Sunday Musings: A Psychological Oddity

Ulli Uncategorized Contact

E-mail exchanges and conversations with thousands of my readers over the past few years have exposed me to an unusual and at times odd behavior when it comes to money and investments.

One thing I found was that some investors on one hand are trying to save pennies while on the other wasting dollars by the thousands without even being aware of it, or at least not thinking about it. To me, it’s an oddity when you have to convince someone that paying an upfront load is a total waste of money in today’s environment of low cost ETFs and no load, no transaction fee mutual funds.

Yet, at the same time, that same investor has just spent several hours of his time online trying to save $50 on his next vacation trip or his new PC.

What gives?

For the most part, I think it is just lack of understanding of how brokers make their money. Or annuity salesmen, for that matter. It’s an abusive world out there, and if you don’t educate yourself, you’ll end up holding the short end of the stick.

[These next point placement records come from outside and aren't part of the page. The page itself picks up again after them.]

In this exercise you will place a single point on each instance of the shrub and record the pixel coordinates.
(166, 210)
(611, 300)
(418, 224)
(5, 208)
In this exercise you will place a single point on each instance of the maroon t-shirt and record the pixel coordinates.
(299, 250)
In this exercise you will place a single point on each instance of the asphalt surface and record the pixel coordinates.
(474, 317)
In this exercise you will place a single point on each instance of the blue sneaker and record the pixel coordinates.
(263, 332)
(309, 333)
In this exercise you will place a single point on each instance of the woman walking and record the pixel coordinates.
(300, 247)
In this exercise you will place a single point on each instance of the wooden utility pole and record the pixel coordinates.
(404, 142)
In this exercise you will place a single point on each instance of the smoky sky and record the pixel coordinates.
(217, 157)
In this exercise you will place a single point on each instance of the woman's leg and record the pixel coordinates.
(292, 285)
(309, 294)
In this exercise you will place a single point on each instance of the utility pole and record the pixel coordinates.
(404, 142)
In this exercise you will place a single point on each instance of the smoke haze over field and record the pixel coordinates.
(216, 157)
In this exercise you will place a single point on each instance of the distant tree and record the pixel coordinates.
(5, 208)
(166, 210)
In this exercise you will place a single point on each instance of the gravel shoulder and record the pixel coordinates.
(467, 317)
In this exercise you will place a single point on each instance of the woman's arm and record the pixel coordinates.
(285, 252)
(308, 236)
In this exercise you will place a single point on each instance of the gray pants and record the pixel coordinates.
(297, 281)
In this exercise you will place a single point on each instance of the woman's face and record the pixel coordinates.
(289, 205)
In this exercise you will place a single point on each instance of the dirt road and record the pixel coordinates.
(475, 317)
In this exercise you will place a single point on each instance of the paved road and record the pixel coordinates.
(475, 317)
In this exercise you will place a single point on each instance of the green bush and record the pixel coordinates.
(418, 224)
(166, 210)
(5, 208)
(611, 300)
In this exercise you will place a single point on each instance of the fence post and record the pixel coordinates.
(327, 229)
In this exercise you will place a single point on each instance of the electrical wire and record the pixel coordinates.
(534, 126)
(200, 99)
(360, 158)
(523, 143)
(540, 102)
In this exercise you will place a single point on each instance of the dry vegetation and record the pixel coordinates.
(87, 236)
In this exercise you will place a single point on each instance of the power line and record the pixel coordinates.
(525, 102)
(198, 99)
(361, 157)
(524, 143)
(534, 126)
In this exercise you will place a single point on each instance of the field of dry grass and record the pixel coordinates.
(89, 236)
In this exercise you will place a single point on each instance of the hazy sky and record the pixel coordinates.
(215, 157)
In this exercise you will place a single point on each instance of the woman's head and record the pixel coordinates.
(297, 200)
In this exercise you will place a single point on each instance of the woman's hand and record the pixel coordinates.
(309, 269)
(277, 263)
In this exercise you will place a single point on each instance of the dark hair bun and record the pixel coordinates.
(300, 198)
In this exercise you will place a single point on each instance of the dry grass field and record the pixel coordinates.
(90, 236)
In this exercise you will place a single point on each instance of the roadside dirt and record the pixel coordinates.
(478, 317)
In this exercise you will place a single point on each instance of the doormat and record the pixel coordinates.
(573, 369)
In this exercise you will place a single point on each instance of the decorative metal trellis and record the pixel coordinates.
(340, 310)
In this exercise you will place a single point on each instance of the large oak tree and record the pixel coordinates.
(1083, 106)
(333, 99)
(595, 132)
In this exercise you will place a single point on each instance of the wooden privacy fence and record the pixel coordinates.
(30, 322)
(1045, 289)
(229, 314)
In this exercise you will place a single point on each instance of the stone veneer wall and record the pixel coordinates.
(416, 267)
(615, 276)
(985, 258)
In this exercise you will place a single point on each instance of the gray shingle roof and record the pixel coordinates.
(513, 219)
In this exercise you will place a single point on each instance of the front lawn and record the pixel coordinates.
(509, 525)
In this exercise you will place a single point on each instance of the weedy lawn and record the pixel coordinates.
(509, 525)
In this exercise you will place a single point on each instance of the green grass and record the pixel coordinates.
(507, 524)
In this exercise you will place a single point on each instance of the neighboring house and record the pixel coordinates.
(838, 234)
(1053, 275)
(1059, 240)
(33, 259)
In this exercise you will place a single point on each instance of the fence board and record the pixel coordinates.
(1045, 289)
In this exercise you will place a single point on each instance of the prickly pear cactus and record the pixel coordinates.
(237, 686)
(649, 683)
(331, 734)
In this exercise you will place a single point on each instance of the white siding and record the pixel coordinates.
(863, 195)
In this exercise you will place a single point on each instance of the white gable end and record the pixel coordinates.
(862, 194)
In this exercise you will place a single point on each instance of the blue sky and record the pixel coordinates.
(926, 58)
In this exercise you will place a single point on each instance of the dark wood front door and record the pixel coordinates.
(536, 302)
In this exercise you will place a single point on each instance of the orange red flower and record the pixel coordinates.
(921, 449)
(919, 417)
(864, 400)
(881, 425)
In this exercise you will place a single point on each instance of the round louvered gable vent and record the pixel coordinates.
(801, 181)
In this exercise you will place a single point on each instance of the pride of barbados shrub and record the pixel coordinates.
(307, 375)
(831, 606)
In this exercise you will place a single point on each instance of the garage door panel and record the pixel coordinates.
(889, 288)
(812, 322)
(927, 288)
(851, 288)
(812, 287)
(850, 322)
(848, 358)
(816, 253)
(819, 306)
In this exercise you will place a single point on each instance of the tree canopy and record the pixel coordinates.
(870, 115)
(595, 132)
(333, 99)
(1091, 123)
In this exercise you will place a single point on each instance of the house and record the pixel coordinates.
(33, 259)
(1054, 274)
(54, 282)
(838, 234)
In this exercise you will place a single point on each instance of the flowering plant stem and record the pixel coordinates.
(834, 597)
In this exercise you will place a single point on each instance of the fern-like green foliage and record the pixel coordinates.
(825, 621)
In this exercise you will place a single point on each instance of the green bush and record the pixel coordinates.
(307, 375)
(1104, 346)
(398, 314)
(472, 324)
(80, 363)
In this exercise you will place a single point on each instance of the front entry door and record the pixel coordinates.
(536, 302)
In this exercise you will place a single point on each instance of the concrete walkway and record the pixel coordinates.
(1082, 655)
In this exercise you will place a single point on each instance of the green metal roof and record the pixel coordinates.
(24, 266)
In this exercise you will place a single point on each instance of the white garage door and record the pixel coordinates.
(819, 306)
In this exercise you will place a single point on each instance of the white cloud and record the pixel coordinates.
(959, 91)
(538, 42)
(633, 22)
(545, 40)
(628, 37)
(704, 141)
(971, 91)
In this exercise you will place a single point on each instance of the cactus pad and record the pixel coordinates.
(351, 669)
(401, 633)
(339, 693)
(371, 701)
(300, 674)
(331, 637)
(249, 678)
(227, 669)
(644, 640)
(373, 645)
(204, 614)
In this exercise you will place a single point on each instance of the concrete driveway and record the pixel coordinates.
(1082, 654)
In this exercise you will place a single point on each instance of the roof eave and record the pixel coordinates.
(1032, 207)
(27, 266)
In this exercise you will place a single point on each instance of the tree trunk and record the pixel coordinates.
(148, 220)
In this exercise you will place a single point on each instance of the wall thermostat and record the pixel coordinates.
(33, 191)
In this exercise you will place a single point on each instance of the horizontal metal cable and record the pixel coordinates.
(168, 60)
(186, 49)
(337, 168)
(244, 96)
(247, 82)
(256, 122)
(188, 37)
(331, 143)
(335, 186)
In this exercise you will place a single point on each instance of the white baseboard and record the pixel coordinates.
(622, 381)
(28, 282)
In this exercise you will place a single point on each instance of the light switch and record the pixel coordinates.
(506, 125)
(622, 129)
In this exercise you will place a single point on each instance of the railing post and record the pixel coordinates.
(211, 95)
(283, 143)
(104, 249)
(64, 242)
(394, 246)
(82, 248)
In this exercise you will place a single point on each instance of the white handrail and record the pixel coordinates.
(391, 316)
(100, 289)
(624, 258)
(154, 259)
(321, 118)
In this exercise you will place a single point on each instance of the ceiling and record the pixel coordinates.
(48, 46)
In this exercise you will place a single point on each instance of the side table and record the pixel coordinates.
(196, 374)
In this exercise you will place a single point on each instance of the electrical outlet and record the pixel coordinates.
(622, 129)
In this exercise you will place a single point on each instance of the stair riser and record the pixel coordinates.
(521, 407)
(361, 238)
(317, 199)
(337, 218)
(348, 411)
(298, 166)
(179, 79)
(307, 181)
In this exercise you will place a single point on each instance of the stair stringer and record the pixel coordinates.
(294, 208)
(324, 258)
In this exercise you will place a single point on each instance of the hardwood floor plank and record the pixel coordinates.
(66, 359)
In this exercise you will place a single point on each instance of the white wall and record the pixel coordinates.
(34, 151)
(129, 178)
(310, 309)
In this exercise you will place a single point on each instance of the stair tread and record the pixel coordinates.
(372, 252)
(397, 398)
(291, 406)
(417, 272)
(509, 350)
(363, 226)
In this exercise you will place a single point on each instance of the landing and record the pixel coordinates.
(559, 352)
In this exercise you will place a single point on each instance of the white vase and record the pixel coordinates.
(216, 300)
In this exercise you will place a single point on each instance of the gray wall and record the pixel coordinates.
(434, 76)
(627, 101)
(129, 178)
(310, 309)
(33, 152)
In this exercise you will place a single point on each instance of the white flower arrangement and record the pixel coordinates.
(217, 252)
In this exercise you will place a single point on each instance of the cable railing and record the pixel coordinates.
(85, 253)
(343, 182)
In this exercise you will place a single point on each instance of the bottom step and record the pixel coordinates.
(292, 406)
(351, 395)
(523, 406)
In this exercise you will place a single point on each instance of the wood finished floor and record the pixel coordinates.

Most every investor is interested in the same thing when it comes to investment advice: To get an unbiased, honest opinion and receive some guidance without financial motivation based on the product involved.

Sounds simple and yet so difficult. I am not trying to toot my own horn here, but the key is the relationship between you and your advisor. If you engage the services of a fee-only advisor, you can be assured of three things:

1. He is only paid the fee rate you agreed upon

2. He has taken an oath to act in the client’s best interest

3. He does not earn money off any particular product, is not tied to a particular investment firm and is thereby free to offer unbiased advice.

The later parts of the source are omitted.